Parmi les mammifères, cet os n’existe plus que chez les Monotrèmes; chez les autres, il est généralement rudimentaire. Toutefois on reconnaît encore son indépendance primitive dans ce fait qu’il se forme par un noyau d’ossification spécial, qui apparaît dans le cartilage coracoïdien, lequel est en continuité avec le cartilage scapulaire (fig. 195).

L’acromion et l’apophyse coracoïde forment au-dessus de l’articulation de l’épaule, une voûte qui est complétée par un large ligament, étendu entre l’acromion et l’apophyse coracoïde et désigné sous le nom de ligament acromio-coracoïdien (ligamentum coraco-acromiale) (fig. 198).

L’échancrure coracoïdienne est transformée en un trou par un ligament qui est jeté sur elle comme un pont, et que l’on appelle ligament coracoïdien ou ligament transverse (lig. transversum). Ce ligament peut s’ossifier, ce qui donne lieu à la formation d’un trou coracoïdien, délimité de toutes parts par de la substance osseuse.
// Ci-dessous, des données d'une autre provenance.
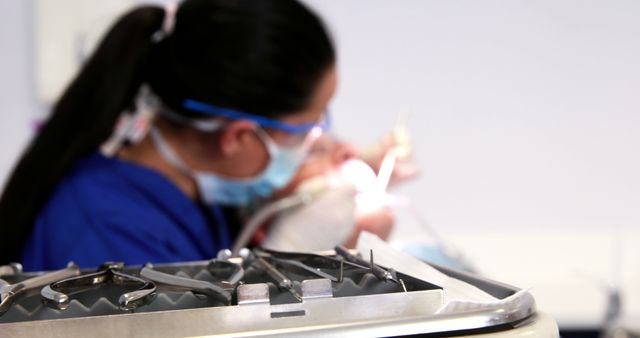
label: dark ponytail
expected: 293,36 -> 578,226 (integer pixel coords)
0,0 -> 335,263
0,7 -> 164,263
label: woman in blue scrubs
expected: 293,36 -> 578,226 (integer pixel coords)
0,0 -> 336,270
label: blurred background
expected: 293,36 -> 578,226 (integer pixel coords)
0,0 -> 640,336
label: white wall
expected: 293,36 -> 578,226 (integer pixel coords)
0,0 -> 40,187
0,0 -> 640,325
307,0 -> 640,327
311,0 -> 640,230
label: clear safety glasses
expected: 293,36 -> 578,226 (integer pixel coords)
162,99 -> 331,148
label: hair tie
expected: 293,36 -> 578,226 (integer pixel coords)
162,1 -> 178,36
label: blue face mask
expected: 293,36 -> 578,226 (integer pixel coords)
151,99 -> 328,205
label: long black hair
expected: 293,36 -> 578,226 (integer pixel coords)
0,0 -> 335,263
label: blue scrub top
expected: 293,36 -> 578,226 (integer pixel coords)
22,154 -> 231,271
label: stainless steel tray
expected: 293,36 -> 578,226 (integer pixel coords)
0,255 -> 552,338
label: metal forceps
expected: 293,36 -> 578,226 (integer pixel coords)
256,250 -> 340,282
335,245 -> 405,289
140,260 -> 244,303
0,262 -> 80,315
253,250 -> 302,301
40,262 -> 156,310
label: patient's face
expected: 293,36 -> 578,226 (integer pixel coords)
274,134 -> 357,198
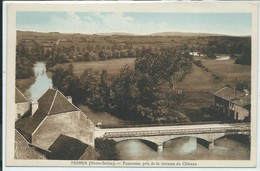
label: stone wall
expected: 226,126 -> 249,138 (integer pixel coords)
234,104 -> 249,121
32,111 -> 94,149
15,102 -> 30,120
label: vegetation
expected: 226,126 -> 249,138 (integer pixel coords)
95,138 -> 119,160
52,49 -> 192,123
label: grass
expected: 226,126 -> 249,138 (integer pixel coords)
176,59 -> 251,92
57,58 -> 136,76
57,58 -> 251,125
77,104 -> 132,125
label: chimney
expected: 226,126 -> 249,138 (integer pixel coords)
244,89 -> 249,96
31,101 -> 38,116
66,96 -> 72,103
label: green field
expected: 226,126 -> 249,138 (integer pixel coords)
176,59 -> 251,92
57,58 -> 136,76
55,58 -> 251,121
64,58 -> 251,109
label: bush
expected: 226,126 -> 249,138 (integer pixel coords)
193,60 -> 205,68
95,138 -> 119,160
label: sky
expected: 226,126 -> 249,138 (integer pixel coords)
16,11 -> 252,35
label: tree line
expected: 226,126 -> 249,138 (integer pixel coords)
52,49 -> 192,123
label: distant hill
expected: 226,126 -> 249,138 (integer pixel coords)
150,32 -> 224,37
95,32 -> 135,36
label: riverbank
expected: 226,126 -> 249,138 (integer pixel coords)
15,76 -> 36,93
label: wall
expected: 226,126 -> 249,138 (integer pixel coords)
234,104 -> 249,120
32,111 -> 94,149
15,102 -> 30,120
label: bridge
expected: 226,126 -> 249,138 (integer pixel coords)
95,123 -> 251,152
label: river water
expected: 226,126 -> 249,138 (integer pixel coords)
25,62 -> 52,101
25,62 -> 250,160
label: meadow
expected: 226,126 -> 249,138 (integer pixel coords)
59,58 -> 251,113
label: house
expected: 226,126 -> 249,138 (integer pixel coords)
190,51 -> 204,57
15,88 -> 94,151
15,87 -> 30,120
213,86 -> 251,121
46,134 -> 99,160
216,54 -> 231,60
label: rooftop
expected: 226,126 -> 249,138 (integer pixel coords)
15,88 -> 79,141
15,87 -> 29,103
47,134 -> 88,160
213,86 -> 245,100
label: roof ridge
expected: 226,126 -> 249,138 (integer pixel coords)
46,90 -> 57,116
15,87 -> 30,102
213,86 -> 227,94
57,89 -> 80,110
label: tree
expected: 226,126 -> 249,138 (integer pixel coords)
52,64 -> 79,101
135,49 -> 192,88
110,65 -> 136,119
15,42 -> 33,78
95,138 -> 119,160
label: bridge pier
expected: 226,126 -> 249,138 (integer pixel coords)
208,141 -> 214,150
157,145 -> 163,153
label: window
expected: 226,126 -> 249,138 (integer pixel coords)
229,102 -> 234,109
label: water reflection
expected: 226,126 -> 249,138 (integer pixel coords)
25,62 -> 52,101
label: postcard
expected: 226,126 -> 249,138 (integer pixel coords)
5,1 -> 259,168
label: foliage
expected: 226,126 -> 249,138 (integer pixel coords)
50,49 -> 192,123
52,65 -> 79,101
236,81 -> 251,91
16,42 -> 33,78
95,138 -> 119,160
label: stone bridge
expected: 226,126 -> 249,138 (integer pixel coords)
95,123 -> 250,152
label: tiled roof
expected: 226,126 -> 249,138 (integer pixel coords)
15,89 -> 78,141
232,95 -> 251,107
213,86 -> 245,100
47,134 -> 88,160
15,87 -> 29,103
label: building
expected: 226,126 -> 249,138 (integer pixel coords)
46,134 -> 99,160
15,88 -> 94,151
15,87 -> 30,120
213,86 -> 251,121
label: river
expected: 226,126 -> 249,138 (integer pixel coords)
25,62 -> 52,101
25,62 -> 250,160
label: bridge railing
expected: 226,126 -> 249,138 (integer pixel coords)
104,126 -> 250,138
97,121 -> 249,129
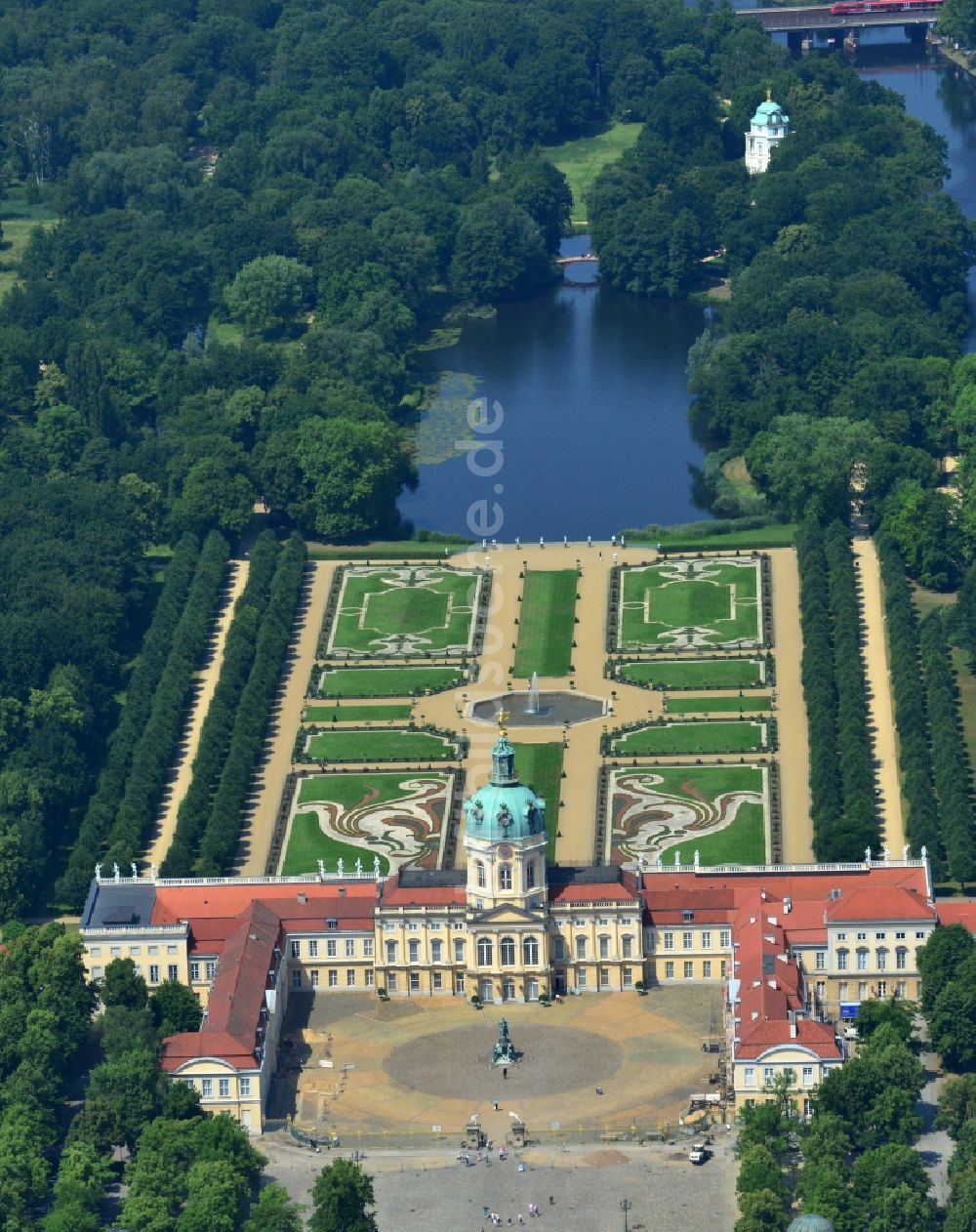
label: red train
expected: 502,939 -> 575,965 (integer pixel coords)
831,0 -> 943,18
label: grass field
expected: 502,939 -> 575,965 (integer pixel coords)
281,813 -> 389,878
282,771 -> 451,875
512,744 -> 563,861
512,569 -> 578,678
328,565 -> 480,657
616,659 -> 765,688
313,668 -> 465,697
305,702 -> 410,723
306,728 -> 457,761
610,765 -> 765,864
618,556 -> 760,650
613,720 -> 765,757
543,121 -> 641,223
0,186 -> 58,297
665,694 -> 773,715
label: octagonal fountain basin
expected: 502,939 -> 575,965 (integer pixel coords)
470,690 -> 606,727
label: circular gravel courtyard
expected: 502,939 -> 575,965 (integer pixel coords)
384,1022 -> 624,1100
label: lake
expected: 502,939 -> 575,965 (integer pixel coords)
399,28 -> 976,541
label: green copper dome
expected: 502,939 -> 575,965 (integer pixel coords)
465,730 -> 546,842
752,99 -> 790,128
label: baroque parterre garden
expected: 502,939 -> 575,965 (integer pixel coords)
276,554 -> 776,874
618,556 -> 763,650
327,564 -> 483,658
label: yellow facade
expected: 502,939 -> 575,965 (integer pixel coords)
647,923 -> 732,984
173,1057 -> 264,1132
733,1043 -> 841,1116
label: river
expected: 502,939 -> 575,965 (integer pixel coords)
399,31 -> 976,541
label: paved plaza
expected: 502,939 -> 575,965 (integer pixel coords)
268,984 -> 719,1146
260,1133 -> 736,1232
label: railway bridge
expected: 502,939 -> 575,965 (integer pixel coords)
736,0 -> 942,42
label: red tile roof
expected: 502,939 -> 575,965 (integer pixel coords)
827,885 -> 935,923
736,1017 -> 843,1061
549,881 -> 641,908
159,1031 -> 258,1073
935,898 -> 976,932
151,881 -> 376,924
381,883 -> 468,907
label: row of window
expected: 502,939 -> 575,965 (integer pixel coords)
836,929 -> 928,941
291,967 -> 374,989
91,963 -> 180,984
474,860 -> 536,889
665,959 -> 726,979
742,1066 -> 813,1087
833,945 -> 918,970
817,979 -> 909,1002
89,945 -> 180,959
290,936 -> 374,959
662,927 -> 732,950
183,1078 -> 252,1099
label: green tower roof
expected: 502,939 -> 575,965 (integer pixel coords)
465,715 -> 546,842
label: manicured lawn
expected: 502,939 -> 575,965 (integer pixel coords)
512,744 -> 563,861
543,121 -> 642,223
611,765 -> 765,865
283,770 -> 451,874
514,569 -> 578,678
305,702 -> 410,723
618,558 -> 760,650
618,659 -> 765,688
679,804 -> 766,864
614,722 -> 765,757
306,728 -> 457,761
308,538 -> 470,560
650,522 -> 796,552
313,668 -> 465,697
665,694 -> 773,715
329,565 -> 479,655
281,813 -> 389,878
0,185 -> 58,298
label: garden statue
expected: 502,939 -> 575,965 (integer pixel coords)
492,1017 -> 521,1066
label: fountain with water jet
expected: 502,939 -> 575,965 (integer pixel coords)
525,672 -> 539,715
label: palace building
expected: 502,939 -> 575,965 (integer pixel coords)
81,730 -> 938,1132
746,90 -> 790,175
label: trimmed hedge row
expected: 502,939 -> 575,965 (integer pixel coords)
161,531 -> 278,878
197,533 -> 306,878
825,522 -> 881,860
56,533 -> 200,907
796,522 -> 881,861
106,533 -> 229,866
796,522 -> 843,860
876,535 -> 945,881
920,611 -> 976,883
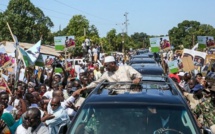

Un autre cordon ligamenteux va du col de l’omoplate à la base de l’épine ; c’est le ligament transverse inférieur (ligamentum transvers. inferius). Sous ce ligament courent des vaisseaux sanguins.

La forme de l’omoplate est en relation intime avec le développement des muscles du bras qui en partent. L’extension de la base de l’omoplate permet aux muscles rotateurs du bras de prendre de larges insertions. Lorsque les mouvements du bras sont plus restreints et que, par conséquent, le développement des muscles est moindre, la base de l’omoplate est plus étroite. Il en est ainsi chez tous les mammifères dont le membre antérieur ne fonctionne que comme « pied ». La fonction du membre supérieur influe donc sur la forme de l’omoplate. Chez l’homme, même la base de l’omoplate ne prend un grand développement que dans le cours de l’ontogénie.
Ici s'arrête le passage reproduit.